The 1066 conquest of England by William, duke of Normandy, created an awkward situation whereby the kings of England were sovereign over some of their territory but bound by homage to the kings of France for other rich and well-populated lands on the Continent. Under Henry II and his wife Eleanor, this swelled into what has become known as the Angevin Empire. The 1259 Treaty of Paris acknowledged the loss of Normandy, Maine, Anjou, and Poitou but left the English kings dukes of Aquitaine. With Philip IV attempting to assert more control over his kingdom, a fishing conflict in 1293 escalated into an attempt to end all English rule in France. Revolts in Scotland and in Flanders led both kings to accept mediation under nuncios of Pope Boniface VIII, leading to the 1299 treaties of Montreuil and Chartres. Edward married Philip's sister Margaret the same year.

Negotiations for a final treaty were made on behalf of Edward I by Amanieu VII, lord of Albret; Aymer de Valence, earl of Pembroke; John of Pontoise, bishop of Winchester; Amadeus V, count of Savoy; Henry de Lacy, earl of Lincoln; and Otto de Grandson, lord of the Isles. Philip's envoys included his brother Louis, count of Évreux; Robert II, duke of Burgundy; John II, duke of Brittany; and his chamberlain Pierre de Chambly.

==Terms==
The treaty was agreed upon at Paris on 20 May 1303 and ratified by the Edward I in Scotland on 10 July.
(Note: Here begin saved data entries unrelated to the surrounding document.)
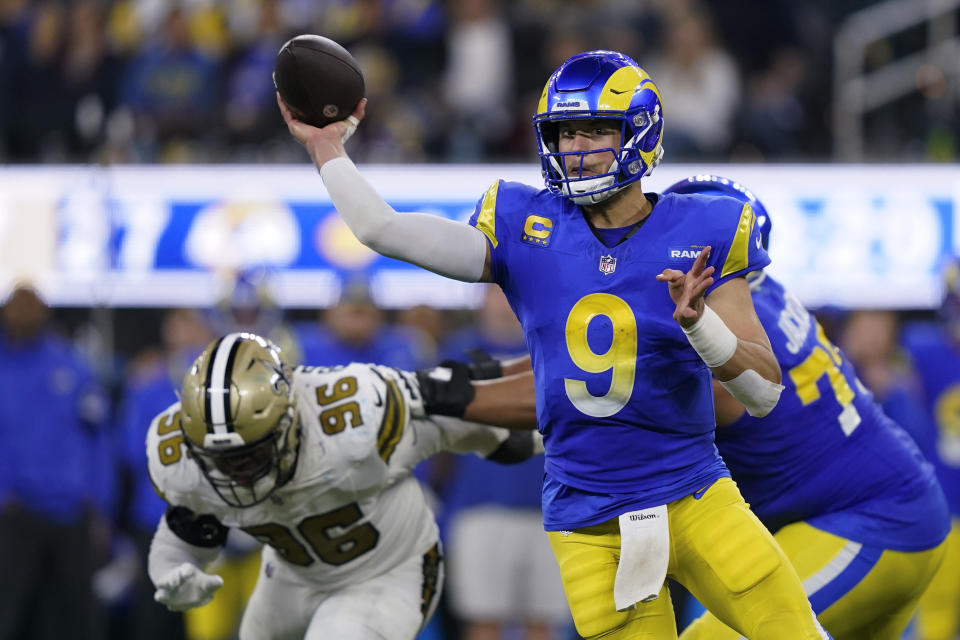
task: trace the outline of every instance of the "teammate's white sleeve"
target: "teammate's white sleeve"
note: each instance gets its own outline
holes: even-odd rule
[[[397,213],[349,158],[326,162],[320,177],[340,216],[366,246],[442,276],[479,282],[487,259],[487,237],[479,229],[425,213]]]
[[[188,562],[204,568],[213,562],[220,553],[220,547],[198,547],[180,538],[167,525],[166,516],[160,518],[157,531],[150,542],[147,557],[147,573],[154,584],[170,572]]]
Under the treaty, Philip IV committed to make all efforts to restore English control of the Duchy of Aquitaine by the 15th of Pentecost (9 June 1303) in exchange for Edward I's pledge to come to Amiens and personally swear fealty for the lands on Marymas (8 September 1303). Aquitaine would thus return to its status as a French fief, and its nobles were to owe dual allegiance to Edward as their duke and Philip as their king. Amnesty was granted to both sides and all hostages freed without further payment or obligation. Edward committed to recompense Philip for any improvements made to the land during its occupation, and Philip to provide equivalent or better towns, estates, etc. for any that were not returned to the English as before.

==Legacy==
Peace was subsequently maintained between France and England until the 1324 War of Saint-Sardos. Edward II and Philip's daughter Isabella were married at Boulogne-sur-Mer on 25 January 1308. France resumed its policy of chipping away at English fiefs by hearing appeals at the Parlement de Paris. Continuing tensions over England's notional submission to the French king, however, set the stage for the 1337–1453 Hundred Years' War.